Let \(p\) be a prime number and \(k\) an algebraically closed field of characteristic \(p\). Let \(G\) be a finite group with \(p \in \pi(G)\) and consider the group algebra \(kG\) as a left \(k[G\times G]\)-module by posing \((x,y)\alpha=x\alpha y^{-1}\) for all \(x,y \in G\) and \(\alpha \in kG\). Let \((P,e_{P})\) be a maximal \(b\)-Brauer pair such that \(\mathrm{Br}_{P}(i)e_{P} = \mathrm{Br}_{P}(i)\) and let \(X\) be the source algebra of the block ideal \(b\) with \(i\), namely \(X=ikGi\). One can view \(X\) as a \((kP,kP)\)-bimodule.
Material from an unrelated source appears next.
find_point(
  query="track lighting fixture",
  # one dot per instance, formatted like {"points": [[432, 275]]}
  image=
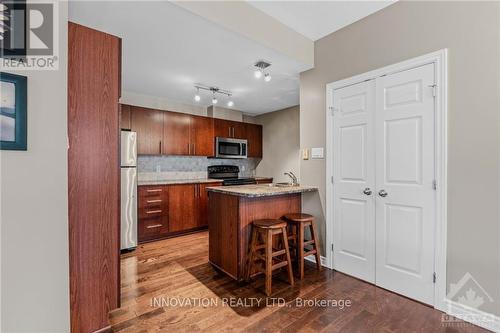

The author is interested in the \((kP,kP)\)-bimodule structure of \(X\).\N\NIn this paper, the author intends to examine block ideals with defect groups isomorphic to extraspecial \(p\)-groups of order \(p^{3}\) and exponent \(p\). The author first analyzes bimodule structures of these block ideals and provides a direct sum decomposition. He then proves that the images of the transfer maps on the cohomology rings of defect groups, defined by the source algebras, coincide with the cohomology rings of the block ideals in question.